Professional bodies that are supposed to focus on the regulation of Professionals in the field should focus on their mandate and not be given free hands to change University policies as it pleases them. If we don’t end their interference, just like the medical council, COREN could wake up one day to tell our universities that there is a need for colleges of Engineering with departments of mathematics and physics to service the college because those in Mathematics and Physics departments are not qualified to teach engineering students because they don’t have engineering degrees. Vet council, Pharmaceuticals council, builders council, architects council, Quantity surveyors council, etc, may follow. So, how are we going to handle that?
Let’s stick to the founding principles of the university. Universities have world standards. We can stick to our British standard or borrow a leaf from the world’s top universities to improve our system, instead of allowing professional bodies to manipulate us and create barriers within the university system that will further slow down the progress we are to make.

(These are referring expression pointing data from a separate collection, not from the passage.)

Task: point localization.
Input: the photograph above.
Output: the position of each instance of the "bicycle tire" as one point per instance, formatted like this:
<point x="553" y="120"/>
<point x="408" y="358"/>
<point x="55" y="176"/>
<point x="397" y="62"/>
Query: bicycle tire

Our universities are not in it’s best form and we have to do what we have to do to improve them. We should be more preoccupied with that. We should be discussing how to reposition Nigerian universities to be able to stand up to our various challenges and not duplicate departments without facilities because some Councils of professionals said so.
Finally, to my colleagues in Electric power engineering or high voltage engineering in Nigerian universities, you are welcome to experience our High Voltage Materials Laboratory in the Department of Physics, Ahmadu Bello University Zaria. We have a 400 kV DC generator and 100 kV AC source with a partial discharge measurement system to serve you. Join us to learn the physics of electric power equipment. We do not have barriers!